19. For instance, when the minor premise is a conditional, moods in which the disjunction is not real and the conditional not an implication are not productive.

20. The only case in which a conditional is equivalent to the disjunction of the negation of its antecedent and its consequent is when the disjunction is inclusive, that is to say when it expresses the third kind of incompatibility or conflict (ʿinād) (between the negations of the two disjuncts).

21. Because (e-$$\mathbb{C}$$)p-CoD is equivalent to (a-$$\mathbb{C}$$)p-CaD, and (e-$$\mathbb{C}$$)p-AoC is equivalent to (a-$$\mathbb{C}$$)p-AaC.

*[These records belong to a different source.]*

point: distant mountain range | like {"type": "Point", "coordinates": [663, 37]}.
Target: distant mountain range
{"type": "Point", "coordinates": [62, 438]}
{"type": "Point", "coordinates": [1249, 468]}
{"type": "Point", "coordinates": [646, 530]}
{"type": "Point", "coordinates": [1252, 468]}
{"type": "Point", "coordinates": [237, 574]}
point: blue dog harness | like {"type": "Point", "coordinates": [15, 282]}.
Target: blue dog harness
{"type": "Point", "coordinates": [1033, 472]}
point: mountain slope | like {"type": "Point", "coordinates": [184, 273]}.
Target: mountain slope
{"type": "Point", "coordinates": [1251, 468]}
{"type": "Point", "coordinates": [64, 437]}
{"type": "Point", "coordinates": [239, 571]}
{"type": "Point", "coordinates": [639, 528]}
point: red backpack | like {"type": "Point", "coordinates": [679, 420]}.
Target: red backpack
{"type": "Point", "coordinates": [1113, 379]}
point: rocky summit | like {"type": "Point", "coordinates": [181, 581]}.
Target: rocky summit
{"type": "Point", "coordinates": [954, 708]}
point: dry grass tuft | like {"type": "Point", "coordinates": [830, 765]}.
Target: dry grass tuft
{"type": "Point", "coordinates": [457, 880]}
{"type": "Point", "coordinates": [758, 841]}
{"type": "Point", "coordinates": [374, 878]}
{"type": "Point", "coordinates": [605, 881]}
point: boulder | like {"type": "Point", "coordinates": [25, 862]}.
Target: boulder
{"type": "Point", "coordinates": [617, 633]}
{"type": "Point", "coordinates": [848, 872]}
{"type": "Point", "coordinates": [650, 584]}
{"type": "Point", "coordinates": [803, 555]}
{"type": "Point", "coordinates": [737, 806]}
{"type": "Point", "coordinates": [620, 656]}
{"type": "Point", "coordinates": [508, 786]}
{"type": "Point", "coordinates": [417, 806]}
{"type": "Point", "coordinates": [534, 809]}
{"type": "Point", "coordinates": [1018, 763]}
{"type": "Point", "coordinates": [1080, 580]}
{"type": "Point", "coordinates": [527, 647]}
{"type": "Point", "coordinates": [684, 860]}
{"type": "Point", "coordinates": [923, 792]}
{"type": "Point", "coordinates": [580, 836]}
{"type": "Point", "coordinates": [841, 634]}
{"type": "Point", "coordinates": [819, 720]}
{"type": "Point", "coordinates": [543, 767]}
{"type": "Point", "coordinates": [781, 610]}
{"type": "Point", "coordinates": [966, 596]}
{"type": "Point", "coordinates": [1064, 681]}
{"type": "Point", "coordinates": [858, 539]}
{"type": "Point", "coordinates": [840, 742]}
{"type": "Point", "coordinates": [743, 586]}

22. Avicenna’s omission of particular negatives may simply be a slip. There is no reason—logical or stylistic—to justify their absence, in light of the symmetry of all the other cases in the three figures.

23. In his commentary on the corresponding passage in the Išārāt, Ṭūsī notes that “other connections are remote from nature,” (Ḥall muškilāt al-Išārāt, on Path 8.1, in Avicenna Išārāt-Ṭūsī: 493) in line with a number of remarks we find in Avicenna, who frequently omits large portions of this analysis in the shorter treatises.

24. A further distinction is based on whether the parts of the disjunctive are affirmative or negative.

25. “Nor is the Book of the Syllogism written in accordance with [its] usefulness for the sciences [only], but with respect to what is common to demonstration and dialectic and so on” (Qiyās IV.1, 188.1–2).